First of all, it must mean that he had to recognise that he was not the light. Someone else was. There was no place for putting himself in the centre. He had to give way. He had to let go of his claims to being number one.
Later on in his gospel, John tells of the encounter between some of John the Baptist’s disciples and John. They recognise that John has been bearing witness to Jesus and that the number of people now following Jesus is increasing. John points out that this can only be happening because God is at the root of it. John rejoices to be “the friend of the bridegroom” and declares that,
“He must increase, but I must decrease.” (John 3:30)
Humility doesn’t always come easily. But with humility comes greatness. John knew his place. He knew the one who was to come after him was greater. He said of him, “the strap of whose sandal I am not worthy to untie”, placing himself lower than one of his servants, or one who’d wait to be called upon by this master.
Secondly, we can see clearly that John’s life pointed to the light, the light which shone brightly in the person of Jesus the Christ. John’s role was to lead others to Jesus.
So John was a humble witness who prepared others to meet Jesus. What about us?

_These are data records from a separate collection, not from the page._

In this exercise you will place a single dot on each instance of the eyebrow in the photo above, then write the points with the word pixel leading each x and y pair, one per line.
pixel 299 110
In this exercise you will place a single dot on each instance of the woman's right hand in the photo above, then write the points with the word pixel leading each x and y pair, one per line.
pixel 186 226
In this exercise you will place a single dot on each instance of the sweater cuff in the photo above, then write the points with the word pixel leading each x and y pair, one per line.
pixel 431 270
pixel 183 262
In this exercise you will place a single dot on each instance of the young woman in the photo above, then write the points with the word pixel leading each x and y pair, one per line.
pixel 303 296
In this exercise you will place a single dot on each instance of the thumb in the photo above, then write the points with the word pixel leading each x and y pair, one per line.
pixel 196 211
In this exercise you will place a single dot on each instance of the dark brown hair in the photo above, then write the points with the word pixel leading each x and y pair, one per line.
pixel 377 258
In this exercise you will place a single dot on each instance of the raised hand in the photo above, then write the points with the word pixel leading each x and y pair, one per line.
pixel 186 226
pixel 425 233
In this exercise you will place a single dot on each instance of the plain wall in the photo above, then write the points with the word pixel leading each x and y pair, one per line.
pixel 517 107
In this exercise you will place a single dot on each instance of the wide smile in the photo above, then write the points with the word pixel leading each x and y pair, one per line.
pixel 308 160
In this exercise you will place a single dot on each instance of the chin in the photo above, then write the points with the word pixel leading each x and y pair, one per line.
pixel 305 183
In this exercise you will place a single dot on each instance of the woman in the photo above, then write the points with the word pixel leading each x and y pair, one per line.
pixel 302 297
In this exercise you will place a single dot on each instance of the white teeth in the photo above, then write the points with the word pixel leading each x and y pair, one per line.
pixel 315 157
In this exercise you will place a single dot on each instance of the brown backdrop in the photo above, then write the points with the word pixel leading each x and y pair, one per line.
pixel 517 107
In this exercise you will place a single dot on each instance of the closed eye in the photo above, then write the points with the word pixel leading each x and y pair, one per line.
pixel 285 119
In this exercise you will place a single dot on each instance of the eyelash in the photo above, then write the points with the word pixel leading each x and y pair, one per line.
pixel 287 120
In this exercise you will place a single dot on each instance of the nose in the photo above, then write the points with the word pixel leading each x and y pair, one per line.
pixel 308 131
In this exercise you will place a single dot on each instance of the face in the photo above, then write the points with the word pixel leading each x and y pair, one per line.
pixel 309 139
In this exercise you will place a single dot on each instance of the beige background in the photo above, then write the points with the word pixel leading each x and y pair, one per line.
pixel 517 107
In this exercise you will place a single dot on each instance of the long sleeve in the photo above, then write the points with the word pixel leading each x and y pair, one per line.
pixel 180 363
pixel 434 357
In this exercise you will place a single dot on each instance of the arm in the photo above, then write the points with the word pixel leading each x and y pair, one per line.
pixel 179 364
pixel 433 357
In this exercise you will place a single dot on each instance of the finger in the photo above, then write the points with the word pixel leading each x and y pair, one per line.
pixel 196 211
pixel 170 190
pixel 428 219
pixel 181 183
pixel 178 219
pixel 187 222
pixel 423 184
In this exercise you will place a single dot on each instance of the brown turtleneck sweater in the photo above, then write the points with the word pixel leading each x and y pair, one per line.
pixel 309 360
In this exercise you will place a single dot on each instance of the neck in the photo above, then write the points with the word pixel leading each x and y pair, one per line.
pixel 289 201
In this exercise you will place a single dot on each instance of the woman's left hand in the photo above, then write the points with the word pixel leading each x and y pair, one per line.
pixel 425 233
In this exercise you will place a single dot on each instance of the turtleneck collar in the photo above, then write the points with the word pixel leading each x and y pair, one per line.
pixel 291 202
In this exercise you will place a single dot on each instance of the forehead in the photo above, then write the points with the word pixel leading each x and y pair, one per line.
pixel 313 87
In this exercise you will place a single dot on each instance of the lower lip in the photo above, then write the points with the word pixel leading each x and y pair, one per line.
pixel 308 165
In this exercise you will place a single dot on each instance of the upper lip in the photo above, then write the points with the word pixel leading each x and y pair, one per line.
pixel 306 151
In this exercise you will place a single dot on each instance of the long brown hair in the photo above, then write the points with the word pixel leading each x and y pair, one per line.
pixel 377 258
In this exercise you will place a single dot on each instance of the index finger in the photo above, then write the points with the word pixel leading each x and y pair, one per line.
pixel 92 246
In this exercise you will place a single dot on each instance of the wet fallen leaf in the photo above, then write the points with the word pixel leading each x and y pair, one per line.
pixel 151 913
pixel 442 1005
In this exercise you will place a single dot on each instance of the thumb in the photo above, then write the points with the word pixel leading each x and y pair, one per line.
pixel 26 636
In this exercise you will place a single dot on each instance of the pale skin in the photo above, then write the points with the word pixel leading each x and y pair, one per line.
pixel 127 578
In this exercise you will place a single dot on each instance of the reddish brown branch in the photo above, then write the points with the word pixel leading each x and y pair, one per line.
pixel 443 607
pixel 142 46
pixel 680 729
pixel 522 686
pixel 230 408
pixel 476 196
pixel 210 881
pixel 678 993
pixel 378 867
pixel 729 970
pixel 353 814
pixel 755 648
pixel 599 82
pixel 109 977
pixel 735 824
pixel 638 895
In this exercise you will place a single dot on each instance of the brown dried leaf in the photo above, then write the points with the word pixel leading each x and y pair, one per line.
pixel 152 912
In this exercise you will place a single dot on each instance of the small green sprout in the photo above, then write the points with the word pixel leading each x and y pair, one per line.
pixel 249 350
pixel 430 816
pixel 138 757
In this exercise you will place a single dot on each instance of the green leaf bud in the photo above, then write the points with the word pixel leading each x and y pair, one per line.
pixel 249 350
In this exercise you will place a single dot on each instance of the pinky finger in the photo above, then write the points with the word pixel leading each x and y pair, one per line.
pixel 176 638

The Risen Jesus, just before he ascended to heaven, told his friends that they too would be witnesses,
“you will receive power when the Holy Spirit has come upon you, and you will be my witnesses in Jerusalem and in all Judea and Samaria, and to the end of the earth.” (Acts 1:8)

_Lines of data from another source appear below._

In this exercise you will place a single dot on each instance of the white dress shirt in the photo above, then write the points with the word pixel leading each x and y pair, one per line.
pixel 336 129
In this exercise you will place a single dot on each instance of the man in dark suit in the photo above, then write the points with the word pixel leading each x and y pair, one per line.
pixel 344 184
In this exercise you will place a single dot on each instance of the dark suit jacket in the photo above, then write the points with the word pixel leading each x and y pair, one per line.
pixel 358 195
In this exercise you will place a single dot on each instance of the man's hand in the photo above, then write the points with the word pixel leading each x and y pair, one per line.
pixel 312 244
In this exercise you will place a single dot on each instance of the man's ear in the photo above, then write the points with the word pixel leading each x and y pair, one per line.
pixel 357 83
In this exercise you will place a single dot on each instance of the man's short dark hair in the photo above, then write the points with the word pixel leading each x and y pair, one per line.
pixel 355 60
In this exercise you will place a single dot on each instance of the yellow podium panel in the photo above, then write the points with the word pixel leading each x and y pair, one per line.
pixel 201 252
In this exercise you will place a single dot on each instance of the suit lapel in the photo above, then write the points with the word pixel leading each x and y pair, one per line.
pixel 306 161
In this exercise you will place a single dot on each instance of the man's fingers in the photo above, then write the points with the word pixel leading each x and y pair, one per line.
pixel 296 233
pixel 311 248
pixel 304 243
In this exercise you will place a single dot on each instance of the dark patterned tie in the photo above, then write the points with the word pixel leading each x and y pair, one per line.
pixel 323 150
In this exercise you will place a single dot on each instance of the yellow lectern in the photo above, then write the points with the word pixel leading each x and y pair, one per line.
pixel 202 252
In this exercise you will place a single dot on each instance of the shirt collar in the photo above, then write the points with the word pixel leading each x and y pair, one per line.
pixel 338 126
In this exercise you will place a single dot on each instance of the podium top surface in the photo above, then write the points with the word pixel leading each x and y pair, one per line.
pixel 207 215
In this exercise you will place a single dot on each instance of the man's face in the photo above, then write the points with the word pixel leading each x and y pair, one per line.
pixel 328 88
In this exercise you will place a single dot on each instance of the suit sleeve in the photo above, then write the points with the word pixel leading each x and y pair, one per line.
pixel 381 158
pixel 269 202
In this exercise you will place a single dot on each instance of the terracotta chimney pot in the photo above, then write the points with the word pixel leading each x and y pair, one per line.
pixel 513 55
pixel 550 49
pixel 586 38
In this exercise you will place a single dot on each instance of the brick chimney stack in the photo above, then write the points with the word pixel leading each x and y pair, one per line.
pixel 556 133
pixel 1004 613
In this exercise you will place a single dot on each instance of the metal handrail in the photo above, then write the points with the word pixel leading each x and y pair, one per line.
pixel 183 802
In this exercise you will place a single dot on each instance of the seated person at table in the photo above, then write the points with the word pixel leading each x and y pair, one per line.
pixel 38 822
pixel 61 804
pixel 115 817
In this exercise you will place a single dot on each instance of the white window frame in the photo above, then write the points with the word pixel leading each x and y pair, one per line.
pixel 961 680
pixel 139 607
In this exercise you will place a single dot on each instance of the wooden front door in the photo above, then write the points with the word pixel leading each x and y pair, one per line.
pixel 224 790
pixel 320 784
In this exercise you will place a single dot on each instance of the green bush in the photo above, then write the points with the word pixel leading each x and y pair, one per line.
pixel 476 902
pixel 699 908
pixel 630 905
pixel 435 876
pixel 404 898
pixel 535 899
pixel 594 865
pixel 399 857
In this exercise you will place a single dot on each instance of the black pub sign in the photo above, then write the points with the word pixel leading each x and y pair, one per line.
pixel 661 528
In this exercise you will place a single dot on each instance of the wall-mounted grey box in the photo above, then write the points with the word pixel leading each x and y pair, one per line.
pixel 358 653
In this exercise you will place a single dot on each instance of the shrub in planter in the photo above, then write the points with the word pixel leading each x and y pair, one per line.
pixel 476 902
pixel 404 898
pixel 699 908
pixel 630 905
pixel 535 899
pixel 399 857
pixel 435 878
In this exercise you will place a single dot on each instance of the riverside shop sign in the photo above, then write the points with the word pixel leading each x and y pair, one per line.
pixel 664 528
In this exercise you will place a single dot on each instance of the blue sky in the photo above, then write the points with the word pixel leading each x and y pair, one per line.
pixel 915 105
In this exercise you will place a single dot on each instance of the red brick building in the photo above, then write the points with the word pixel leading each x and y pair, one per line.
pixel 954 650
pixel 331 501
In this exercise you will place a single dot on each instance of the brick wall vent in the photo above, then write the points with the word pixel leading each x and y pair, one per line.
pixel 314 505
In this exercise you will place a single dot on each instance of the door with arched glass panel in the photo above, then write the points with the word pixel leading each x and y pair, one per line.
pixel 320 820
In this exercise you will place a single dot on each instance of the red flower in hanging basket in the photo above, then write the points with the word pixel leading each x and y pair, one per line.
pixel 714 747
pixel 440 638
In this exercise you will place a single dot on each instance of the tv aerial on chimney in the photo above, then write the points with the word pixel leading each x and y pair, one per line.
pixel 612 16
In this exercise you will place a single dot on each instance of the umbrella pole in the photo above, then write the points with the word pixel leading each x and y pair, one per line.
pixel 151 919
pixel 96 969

What does it mean for us to bear witness about Jesus?
For whatever reason, God has chosen to use witnesses to lead people to faith in Jesus. He doesn’t do it without us. He does it with us. He involves us in the process of the transmission of the gospel, the good news of Jesus. And he does it using very flawed and imperfect vessels like you and me. Somehow, when we come to him in faith, he clothes us with the garments that enable us to bear witness, to show forth something of the glory of God, to tell, to witness to something of the truth of who God is, through how we live our lives.

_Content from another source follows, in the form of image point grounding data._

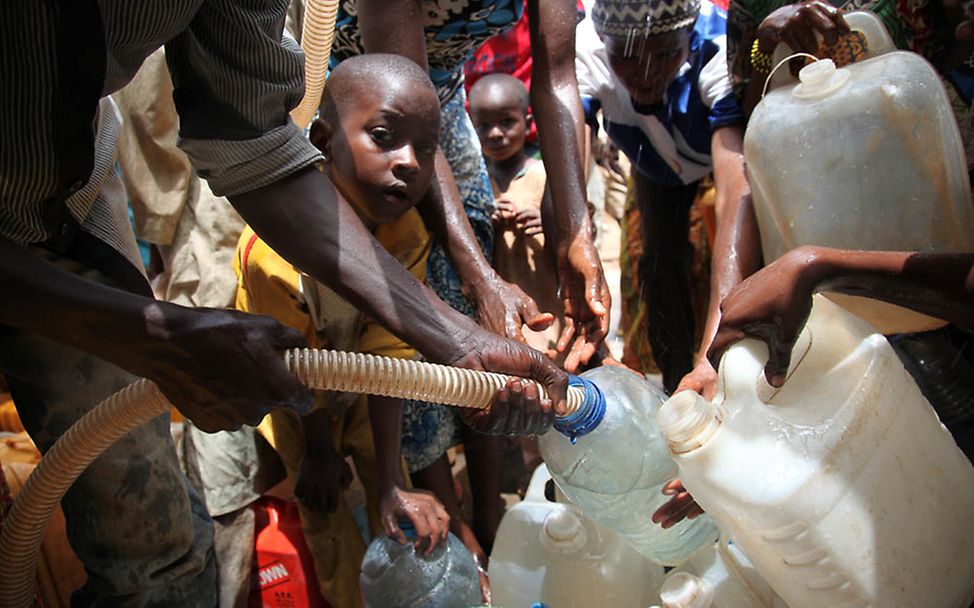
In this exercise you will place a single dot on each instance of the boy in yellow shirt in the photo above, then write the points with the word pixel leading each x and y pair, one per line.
pixel 378 131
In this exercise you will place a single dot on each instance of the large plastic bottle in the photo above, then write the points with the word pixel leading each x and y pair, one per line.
pixel 718 576
pixel 842 488
pixel 397 576
pixel 614 472
pixel 549 552
pixel 867 156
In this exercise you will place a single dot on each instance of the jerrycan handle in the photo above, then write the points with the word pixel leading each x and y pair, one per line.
pixel 875 41
pixel 742 376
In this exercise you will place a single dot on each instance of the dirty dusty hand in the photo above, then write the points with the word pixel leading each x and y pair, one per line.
pixel 219 368
pixel 504 309
pixel 796 25
pixel 771 305
pixel 585 296
pixel 429 518
pixel 517 409
pixel 702 379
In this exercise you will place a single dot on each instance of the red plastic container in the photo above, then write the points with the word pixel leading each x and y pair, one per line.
pixel 285 569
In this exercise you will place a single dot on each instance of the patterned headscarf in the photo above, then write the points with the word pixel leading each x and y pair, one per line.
pixel 643 18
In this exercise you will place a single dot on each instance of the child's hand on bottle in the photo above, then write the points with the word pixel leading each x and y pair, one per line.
pixel 428 516
pixel 529 221
pixel 321 478
pixel 680 506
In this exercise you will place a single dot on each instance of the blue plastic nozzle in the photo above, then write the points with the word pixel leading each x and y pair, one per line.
pixel 587 417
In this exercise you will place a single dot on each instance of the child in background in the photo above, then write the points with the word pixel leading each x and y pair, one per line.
pixel 378 131
pixel 499 109
pixel 500 113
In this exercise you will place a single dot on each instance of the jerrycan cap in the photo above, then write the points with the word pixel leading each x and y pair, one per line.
pixel 820 78
pixel 687 421
pixel 563 531
pixel 684 590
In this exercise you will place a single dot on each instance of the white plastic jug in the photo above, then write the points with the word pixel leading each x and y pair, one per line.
pixel 842 487
pixel 867 156
pixel 614 473
pixel 549 552
pixel 719 576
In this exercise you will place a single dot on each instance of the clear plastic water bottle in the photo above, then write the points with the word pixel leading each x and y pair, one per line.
pixel 614 467
pixel 397 576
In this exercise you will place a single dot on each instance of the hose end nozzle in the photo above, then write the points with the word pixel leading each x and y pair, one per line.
pixel 587 417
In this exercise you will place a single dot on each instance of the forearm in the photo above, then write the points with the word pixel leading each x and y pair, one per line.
pixel 45 299
pixel 558 111
pixel 303 219
pixel 737 243
pixel 444 215
pixel 316 428
pixel 937 284
pixel 385 416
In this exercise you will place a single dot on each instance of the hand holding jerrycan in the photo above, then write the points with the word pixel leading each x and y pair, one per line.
pixel 842 488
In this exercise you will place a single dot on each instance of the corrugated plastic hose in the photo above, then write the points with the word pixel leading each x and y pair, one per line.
pixel 141 401
pixel 317 32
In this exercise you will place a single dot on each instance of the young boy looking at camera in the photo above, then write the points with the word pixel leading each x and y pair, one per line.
pixel 377 130
pixel 499 110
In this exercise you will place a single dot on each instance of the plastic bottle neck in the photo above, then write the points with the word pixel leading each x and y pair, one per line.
pixel 587 417
pixel 684 590
pixel 688 421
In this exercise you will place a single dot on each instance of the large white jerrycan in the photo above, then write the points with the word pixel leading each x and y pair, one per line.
pixel 549 552
pixel 867 156
pixel 718 576
pixel 842 488
pixel 615 472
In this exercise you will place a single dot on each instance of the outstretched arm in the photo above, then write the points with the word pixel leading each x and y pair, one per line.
pixel 220 368
pixel 558 111
pixel 774 304
pixel 302 218
pixel 737 246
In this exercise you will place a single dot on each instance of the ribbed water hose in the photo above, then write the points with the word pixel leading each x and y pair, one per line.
pixel 317 33
pixel 141 401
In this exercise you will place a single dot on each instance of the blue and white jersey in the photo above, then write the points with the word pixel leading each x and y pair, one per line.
pixel 671 146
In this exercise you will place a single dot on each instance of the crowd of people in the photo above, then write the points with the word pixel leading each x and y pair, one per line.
pixel 416 218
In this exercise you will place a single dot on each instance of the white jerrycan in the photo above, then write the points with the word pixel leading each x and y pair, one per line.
pixel 549 552
pixel 842 487
pixel 718 576
pixel 866 156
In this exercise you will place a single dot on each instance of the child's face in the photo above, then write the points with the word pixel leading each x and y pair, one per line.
pixel 502 125
pixel 646 66
pixel 382 155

I think we can only do it because the Spirit of the Lord God is upon us. Those were the words the prophet Isaiah spoke some 700 years before Jesus stood up in the Temple and fulfilled them in the hearing of those present. Jesus embossed everything the prophets had spoken of. He was the fulfilment of the promise of God to send the Messiah, the anointed King whose would reign would never end. The Spirit of the Lord God was upon Jesus and the same Holy Spirit is upon those who bear his name.
He makes it possible,
“to bring good news to the poor;
to bind up the brokenhearted,
to proclaim liberty to the captives,
and the opening of the prison to those who are bound;
to proclaim the year of the Lord’s favour,
and the day of vengeance of our God;
to comfort all who mourn;
to grant to those who mourn in Zion—
to give them a beautiful headdress instead of ashes,
the oil of gladness instead of mourning,
the garment of praise instead of a faint spirit” (Isaiah 61:1-3)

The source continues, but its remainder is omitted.